Deactivating your user conda environment

 source conda-analytics-deactivate

Or, since the user conda env's bin dir has been added to your path, you should also be able to just run

 conda deactivate

Troubleshooting

TODO.

R support

WMF's conda-analytics environment support was built with Python in mind. Other languages are passively supported.

R is not included in conda-analytics. To install R into your user environment, do the following:

# Make sure you are using a conda env. This is not necessary if running in Jupyter.
source conda-analytics-activate my-cool-r-env
# Enable http proxy.  This is not necessary if running in Jupyter
export http_proxy=http://webproxy.eqiad.wmnet:8080
export https_proxy=http://webproxy.eqiad.wmnet:8080
export no_proxy=127.0.0.1,localhost,.wmnet

# Install the conda R package into your user conda environment.
conda install -c conda-forge R

# R is now fully contained in your user conda environment.
which R
/home/xcollazo/.conda/envs/my-cool-r-env/bin/R

You should now be able to install R packages using R's package manager via install.packages().

However, just like with Python, installing R packages with conda is preferred over using R's package manager. If a conda R package exists, you should be able to just install it like:

$ conda install -c conda-forge r-tidyverse

Jupyter

Install R kernel in a similar way you installed R (see instructions above):

conda install -c conda-forge r-irkernel

Open a Terminal in JupyterLab (if you haven't yet) and run the following in R (simply run R to launch it):

IRkernel::installspec()

NOTE: It will not work if you are running the code in an SSH session. You need to be inside JupyterLab for the command to find the Jupyter configuration.

Tips

Since the version of R coming from conda-forge is 4.2 (or newer) we now have access to newer features such as a new syntax for specifying strings and a built-in pipe operator (|>) – replacing the need for magrittr's %>%.

NOTE: Stacked environments based on anaconda-wmf are stuck with R 3.6 as the latest available version.

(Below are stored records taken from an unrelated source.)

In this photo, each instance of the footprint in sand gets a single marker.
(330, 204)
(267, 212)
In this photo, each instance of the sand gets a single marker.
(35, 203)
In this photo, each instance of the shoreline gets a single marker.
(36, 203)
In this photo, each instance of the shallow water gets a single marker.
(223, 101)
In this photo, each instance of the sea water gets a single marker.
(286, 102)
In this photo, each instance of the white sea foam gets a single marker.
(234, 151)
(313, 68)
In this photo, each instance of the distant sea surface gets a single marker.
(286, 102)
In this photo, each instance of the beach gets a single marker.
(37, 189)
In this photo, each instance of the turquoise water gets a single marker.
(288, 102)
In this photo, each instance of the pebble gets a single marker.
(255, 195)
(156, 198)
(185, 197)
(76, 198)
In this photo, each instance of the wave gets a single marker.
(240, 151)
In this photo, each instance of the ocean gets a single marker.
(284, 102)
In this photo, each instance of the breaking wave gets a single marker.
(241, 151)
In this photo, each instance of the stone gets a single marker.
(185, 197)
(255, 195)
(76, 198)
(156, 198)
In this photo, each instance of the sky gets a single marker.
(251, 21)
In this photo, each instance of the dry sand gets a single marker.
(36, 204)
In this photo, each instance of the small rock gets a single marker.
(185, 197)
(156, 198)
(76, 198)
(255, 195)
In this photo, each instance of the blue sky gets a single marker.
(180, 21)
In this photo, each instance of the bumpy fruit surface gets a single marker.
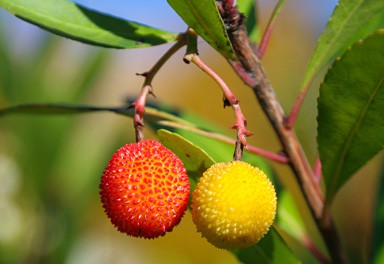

It is also recommended to create a ~/.Rprofile file with the following:

options(
  repos = c(
    CRAN = "https://cran.rstudio.com/",
    STAN = "https://mc-stan.org/r-packages/"
  ),
  mc.cores = 4
)
Sys.setenv(MAKEFLAGS = "-j4")
Sys.setenv(DOWNLOAD_STATIC_LIBV8 = 1)

wmfdata for R

To query Hive and MariaDB wiki replicas in R you will need to install wmfdata for R. This package is no longer actively maintained, but it's there if you really need it. However, it is strongly recommended to access data via wmfdata for Python (included in conda-analytics without any additional installation steps needed).

First, install the remotes package in a similar way you installed R (see instructions above):

conda install -c conda-forge r-remotes

Open a Terminal in JupyterLab or an SSH session (if you haven't yet) and run the following in R:

remotes::install_github("wikimedia/wmfdata-r")

brms and lme4

If you would like to use brms and/or lme4 for statistical modeling, install the packages in a similar way you installed R (see instructions above):

conda install -c conda-forge r-brms r-lme4

Open a Terminal in JupyterLab or an SSH session (if you haven't yet) and run the following in R:

install.packages("BH")

For some reason BH (a dependency for brms) needs to be installed that way even when installing brms via conda.

Administration

The code used to build new releases of conda-analytics lives in in Gitlab.